This file defines guidelines and instructions for AI assistants (e.g., Codex, GitHub Copilot Workspace, ChatGPT agents) to understand and contribute effectively to the rsyslog codebase.


Repository Overview

  • Primary Language: C
  • Build System: autotools (autogen.sh, configure, make)
  • Modules: Dynamically loaded from modules/
  • Contributions: Additional modules and features are placed in contrib/, which contains community-contributed plugins not actively maintained by the core rsyslog team. These are retained in contrib/ even if adopted later, to avoid disruptions in dependent software.
  • Documentation: Maintained in a separate repository (rsyslog-doc)
  • Child Projects:
    • rsyslog-docker: Provides prebuilt container environments for development and CI
  • Side Libraries (each in its own repo within the rsyslog GitHub org):

Development Workflow

Base Repository

  • URL: https://github.com/rsyslog/rsyslog
  • Default base branch: master

    For technical reasons, master is still the default branch. Numerous scripts and CI workflows rely on this name.

Contributor Workflow

  1. Fork the repository (for personal development)
  2. Create a feature/fix branch
  3. Push changes to your fork
  4. Open a pull request directly into rsyslog/rsyslog:master

Important

: AI-generated PRs must target the rsyslog/rsyslog repository directly.


Branch Naming Conventions

There are no strict naming rules, but these conventions are used frequently:

  • For issue-based work: i-<issue-number> (e.g., i-2245)
  • For features or refactoring: free-form is acceptable
  • For AI-generated work: prefix the branch name with the AI tool name
    (e.g., gpt-i-2245-json-stats-export)

Coding Standards

  • Use tabs, not spaces for indentation — enforced via CI
  • Commit messages must include all relevant information, not just in the PR
  • Commit message titles must not exceed 70 characters
  • When referencing GitHub issues, use the full GitHub URL to assist in git log-based reviews
  • Favor self-documenting code over excessive inline comments
  • Public functions should use Doxygen-style comments
  • Modules must implement and register modInit() and modExit()

When fixing compiler warnings like stringop-overread, explain in the commit message:

Code Style Rules Enforced by devtools/check-whitespace:

  • Lines must end with a single LF (no missing or extra newlines)
  • Maximum line length: 120 columns (tab width = 8 spaces)
  • No leading space at beginning of line (except for * in comments)
  • No trailing whitespace at line end
  • DOS CRLF format is not permitted

Structured Error Handling Convention

  • Use ABORT_FINALIZE(code); to both set iRet = code and jump to finalize.
  • Use FINALIZE; when exiting with the current iRet value.
  • Use DEFiRet at the beginning of a function to define iRet.
  • Use the label finalize_it: to mark the exception return point.
  • Return using RETiRet.
  • Use CHKiRet() to check a function's return and jump to finalize_it on failure.
  • Use CHKmalloc() and similar macros to verify allocations or calls.
  • localRet is a temporary rsRetVal for intermediate error evaluation.

Testing & Validation

  • All test definitions are located in the /tests directory.
  • The test execution framework is implemented in tests/diag.sh.
  • Tests are driven via make check, which wraps around diag.sh.

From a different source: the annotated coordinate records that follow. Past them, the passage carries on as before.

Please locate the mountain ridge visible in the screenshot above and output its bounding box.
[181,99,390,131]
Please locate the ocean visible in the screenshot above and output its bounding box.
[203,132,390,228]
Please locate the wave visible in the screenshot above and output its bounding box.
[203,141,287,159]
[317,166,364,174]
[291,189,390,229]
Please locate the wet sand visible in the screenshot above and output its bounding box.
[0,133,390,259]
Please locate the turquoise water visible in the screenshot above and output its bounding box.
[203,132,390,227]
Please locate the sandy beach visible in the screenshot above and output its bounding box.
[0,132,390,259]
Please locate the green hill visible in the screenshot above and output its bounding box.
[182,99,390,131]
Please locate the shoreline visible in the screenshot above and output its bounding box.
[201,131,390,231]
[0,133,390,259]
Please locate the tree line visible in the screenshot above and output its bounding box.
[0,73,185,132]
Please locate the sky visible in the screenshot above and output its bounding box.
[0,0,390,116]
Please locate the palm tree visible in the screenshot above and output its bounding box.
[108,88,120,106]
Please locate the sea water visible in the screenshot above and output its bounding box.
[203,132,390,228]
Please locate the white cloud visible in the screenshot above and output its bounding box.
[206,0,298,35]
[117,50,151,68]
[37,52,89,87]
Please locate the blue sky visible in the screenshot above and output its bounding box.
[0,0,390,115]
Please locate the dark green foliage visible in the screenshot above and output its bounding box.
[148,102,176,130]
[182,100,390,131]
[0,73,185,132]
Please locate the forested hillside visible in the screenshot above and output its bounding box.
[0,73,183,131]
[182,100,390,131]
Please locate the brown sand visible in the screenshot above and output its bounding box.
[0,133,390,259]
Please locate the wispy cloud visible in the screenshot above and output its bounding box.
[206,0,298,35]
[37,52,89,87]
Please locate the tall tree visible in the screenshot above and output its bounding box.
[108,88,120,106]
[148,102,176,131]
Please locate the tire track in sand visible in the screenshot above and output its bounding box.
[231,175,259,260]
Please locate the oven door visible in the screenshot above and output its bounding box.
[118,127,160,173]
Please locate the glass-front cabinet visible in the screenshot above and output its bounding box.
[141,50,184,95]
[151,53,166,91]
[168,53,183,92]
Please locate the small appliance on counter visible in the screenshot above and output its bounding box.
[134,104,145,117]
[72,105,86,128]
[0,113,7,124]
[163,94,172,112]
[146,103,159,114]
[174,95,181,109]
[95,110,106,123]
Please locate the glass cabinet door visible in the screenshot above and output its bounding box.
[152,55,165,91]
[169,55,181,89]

Each test file in tests/ is a standalone bash script that is executed independently. These scripts typically begin by sourcing tests/diag.sh, which provides a shared library of functions and utilities for test execution and validation.

Test execution is resource-intensive. Limit concurrency (make check -j4 or less) to avoid unreliable results.

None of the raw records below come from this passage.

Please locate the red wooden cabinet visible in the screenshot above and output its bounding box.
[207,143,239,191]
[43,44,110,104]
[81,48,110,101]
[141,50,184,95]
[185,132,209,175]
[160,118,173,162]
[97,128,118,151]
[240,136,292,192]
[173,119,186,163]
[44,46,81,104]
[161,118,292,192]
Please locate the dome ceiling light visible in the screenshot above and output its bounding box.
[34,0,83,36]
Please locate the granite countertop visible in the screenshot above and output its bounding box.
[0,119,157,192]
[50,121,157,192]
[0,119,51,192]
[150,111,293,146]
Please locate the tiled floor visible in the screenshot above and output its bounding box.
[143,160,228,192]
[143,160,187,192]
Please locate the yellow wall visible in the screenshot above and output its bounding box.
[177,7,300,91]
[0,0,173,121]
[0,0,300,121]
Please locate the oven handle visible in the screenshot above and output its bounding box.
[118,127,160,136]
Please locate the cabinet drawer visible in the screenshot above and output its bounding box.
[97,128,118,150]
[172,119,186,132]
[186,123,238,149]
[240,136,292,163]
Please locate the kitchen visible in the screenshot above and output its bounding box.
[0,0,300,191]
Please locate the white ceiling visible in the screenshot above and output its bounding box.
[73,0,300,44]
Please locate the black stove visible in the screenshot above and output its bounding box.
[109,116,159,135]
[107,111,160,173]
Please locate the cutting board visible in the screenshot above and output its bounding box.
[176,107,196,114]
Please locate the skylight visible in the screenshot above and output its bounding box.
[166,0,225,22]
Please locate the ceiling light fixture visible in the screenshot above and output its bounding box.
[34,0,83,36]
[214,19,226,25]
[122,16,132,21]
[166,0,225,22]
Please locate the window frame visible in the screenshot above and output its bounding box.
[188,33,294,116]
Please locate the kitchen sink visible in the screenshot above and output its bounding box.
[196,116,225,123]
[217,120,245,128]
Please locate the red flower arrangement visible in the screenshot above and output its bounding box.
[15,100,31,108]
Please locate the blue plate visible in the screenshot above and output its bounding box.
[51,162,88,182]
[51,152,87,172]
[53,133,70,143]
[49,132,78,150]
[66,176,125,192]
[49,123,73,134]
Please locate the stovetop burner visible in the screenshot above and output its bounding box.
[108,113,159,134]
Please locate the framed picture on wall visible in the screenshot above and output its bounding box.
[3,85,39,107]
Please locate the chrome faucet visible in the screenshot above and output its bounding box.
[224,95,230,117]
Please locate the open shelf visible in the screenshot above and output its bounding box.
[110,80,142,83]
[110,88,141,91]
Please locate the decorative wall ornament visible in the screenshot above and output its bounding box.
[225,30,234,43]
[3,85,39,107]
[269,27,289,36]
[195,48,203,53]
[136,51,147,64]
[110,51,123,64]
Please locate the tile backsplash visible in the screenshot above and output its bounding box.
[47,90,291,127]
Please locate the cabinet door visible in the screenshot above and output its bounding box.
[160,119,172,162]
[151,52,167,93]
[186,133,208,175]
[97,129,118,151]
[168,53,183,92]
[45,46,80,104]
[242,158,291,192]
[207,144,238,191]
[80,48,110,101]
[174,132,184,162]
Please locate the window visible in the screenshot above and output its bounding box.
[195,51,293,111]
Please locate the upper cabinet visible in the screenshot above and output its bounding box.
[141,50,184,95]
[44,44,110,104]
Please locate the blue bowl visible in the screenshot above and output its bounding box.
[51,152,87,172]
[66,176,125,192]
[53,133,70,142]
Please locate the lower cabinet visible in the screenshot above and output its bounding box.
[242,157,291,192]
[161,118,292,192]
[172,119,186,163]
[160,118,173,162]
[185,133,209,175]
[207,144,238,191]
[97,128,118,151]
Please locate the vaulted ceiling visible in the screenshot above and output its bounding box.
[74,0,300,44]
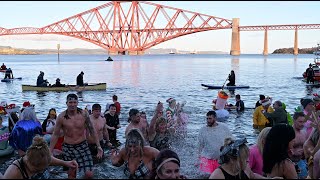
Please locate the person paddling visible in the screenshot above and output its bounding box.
[77,71,84,86]
[227,70,236,86]
[1,63,7,70]
[4,68,13,79]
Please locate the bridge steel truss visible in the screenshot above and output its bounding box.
[239,24,320,31]
[238,24,320,55]
[0,1,232,54]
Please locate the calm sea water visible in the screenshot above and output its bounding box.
[0,54,318,178]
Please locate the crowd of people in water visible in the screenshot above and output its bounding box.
[0,90,320,179]
[0,63,14,79]
[37,71,88,87]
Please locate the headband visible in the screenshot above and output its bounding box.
[67,97,78,101]
[220,138,247,156]
[156,158,180,172]
[261,100,271,106]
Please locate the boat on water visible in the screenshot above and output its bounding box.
[201,84,250,90]
[169,50,175,54]
[302,44,320,82]
[1,77,22,82]
[105,56,113,61]
[22,83,107,92]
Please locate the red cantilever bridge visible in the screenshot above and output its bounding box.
[0,1,320,55]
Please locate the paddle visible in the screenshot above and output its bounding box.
[221,74,230,90]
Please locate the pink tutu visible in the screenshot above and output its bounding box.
[200,157,220,174]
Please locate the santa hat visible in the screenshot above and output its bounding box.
[0,101,7,108]
[261,99,271,106]
[22,101,31,107]
[166,98,176,104]
[301,99,313,108]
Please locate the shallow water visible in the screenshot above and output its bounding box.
[0,54,318,178]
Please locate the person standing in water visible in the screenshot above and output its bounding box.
[227,70,236,86]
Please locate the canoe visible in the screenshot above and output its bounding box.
[201,84,250,90]
[1,77,22,82]
[22,83,107,92]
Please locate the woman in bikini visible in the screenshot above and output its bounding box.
[209,138,267,179]
[111,128,159,179]
[149,102,175,151]
[262,124,298,179]
[155,149,187,179]
[2,136,78,179]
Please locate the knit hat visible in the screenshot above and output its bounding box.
[259,94,266,101]
[301,99,313,108]
[129,109,139,117]
[261,99,271,106]
[166,98,176,104]
[22,101,31,107]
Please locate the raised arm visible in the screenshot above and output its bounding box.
[82,111,103,158]
[149,102,163,138]
[50,112,65,152]
[110,148,125,167]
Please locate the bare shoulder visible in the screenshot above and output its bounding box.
[57,111,66,122]
[209,168,225,179]
[3,160,23,179]
[143,146,159,157]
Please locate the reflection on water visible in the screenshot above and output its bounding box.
[0,54,318,178]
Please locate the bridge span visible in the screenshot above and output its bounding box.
[0,1,320,56]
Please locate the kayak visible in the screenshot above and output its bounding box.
[22,83,107,91]
[201,84,250,90]
[1,77,22,82]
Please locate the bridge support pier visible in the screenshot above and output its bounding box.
[263,27,268,56]
[108,49,126,55]
[230,18,240,56]
[128,51,144,55]
[293,28,299,55]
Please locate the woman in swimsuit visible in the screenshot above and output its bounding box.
[262,124,298,179]
[209,138,267,179]
[149,102,175,151]
[111,128,159,179]
[155,149,187,179]
[2,136,78,179]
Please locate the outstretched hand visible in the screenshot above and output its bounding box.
[97,147,103,159]
[66,160,78,169]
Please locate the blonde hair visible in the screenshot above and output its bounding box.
[220,137,250,170]
[156,117,167,131]
[257,127,271,154]
[125,128,145,157]
[26,135,51,167]
[238,144,250,170]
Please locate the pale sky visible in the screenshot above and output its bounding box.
[0,1,320,54]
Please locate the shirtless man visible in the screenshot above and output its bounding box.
[125,109,149,144]
[87,104,112,162]
[140,111,149,145]
[289,112,308,179]
[303,115,320,179]
[50,94,103,179]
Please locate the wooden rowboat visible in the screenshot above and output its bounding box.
[22,83,107,91]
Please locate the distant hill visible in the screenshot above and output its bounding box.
[0,46,228,55]
[272,47,316,54]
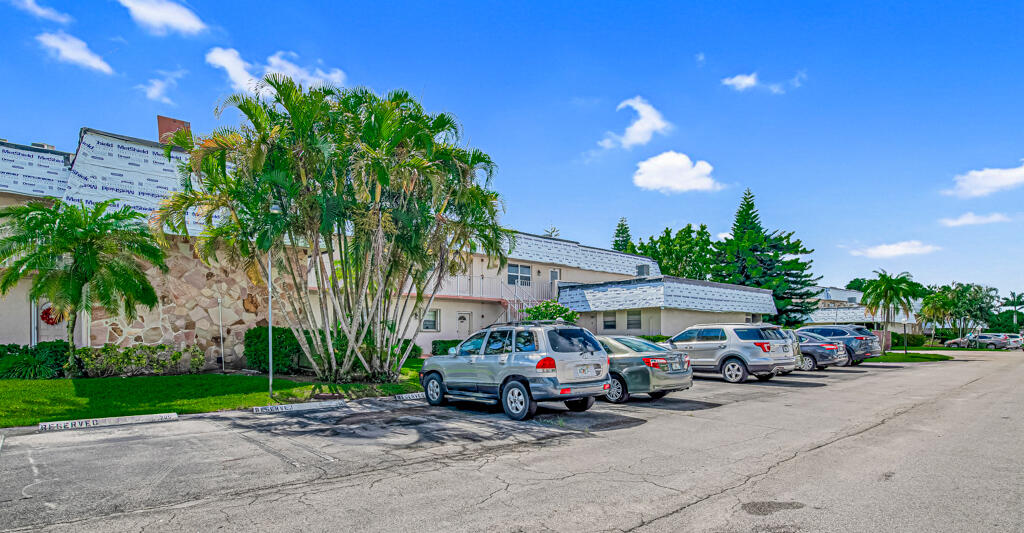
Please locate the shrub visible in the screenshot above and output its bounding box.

To run make check, you must configure with --enable-imdiag --enable-testbench. The test suite includes many test cases and may run for 10+ minutes. To save time, prefer targeting individual tests by name. Tests with filenames containing "basic" are typically good candidates for quick validation.

  • Best Practice: When specifying individual tests, use the test basename only (no directory prefix and omit the .sh suffix). For example:
    make check TESTS=rscript_re_extract
    

Test Framework

Some extended tests involving external components (e.g., daemons or network services) may be flaky due to timing conditions. When a test fails but passes on re-run, it's usually a nondeterministic issue. Such behavior should be reviewed but does not always indicate a defect.

The imdiag module exists specifically to support the test framework and is used for command and information passing during tests.

When a test fails, read the referenced tests/test-suite.log file to analyze failure details.


Use prebuilt container environments provided by rsyslog-docker:

  • They contain all required libraries and tools
  • CI-like workflows can be reproduced locally
  • Support full configuration flexibility (Valgrind, tsan, sanitizers, etc.)

If only a single test run is planned, the best container to use is:
rsyslog/rsyslog_dev_base_ubuntu:24.04

GitHub Actions and other CI systems use these containers. Test execution typically takes 1040 minutes per runner depending on the suite.


Manual Setup (discouraged)

Minimum setup requires:

  • Autotools toolchain: autoconf, automake, libtool, make, gcc
  • Side libraries: libestr, librelp, libfastjson, liblognorm (must be installed or built manually)

Example commands:

./autogen.sh
./configure --enable-debug --enable-testbench
make -j$(nproc)
make check

Use make check -j2 or -j4 max for reliability.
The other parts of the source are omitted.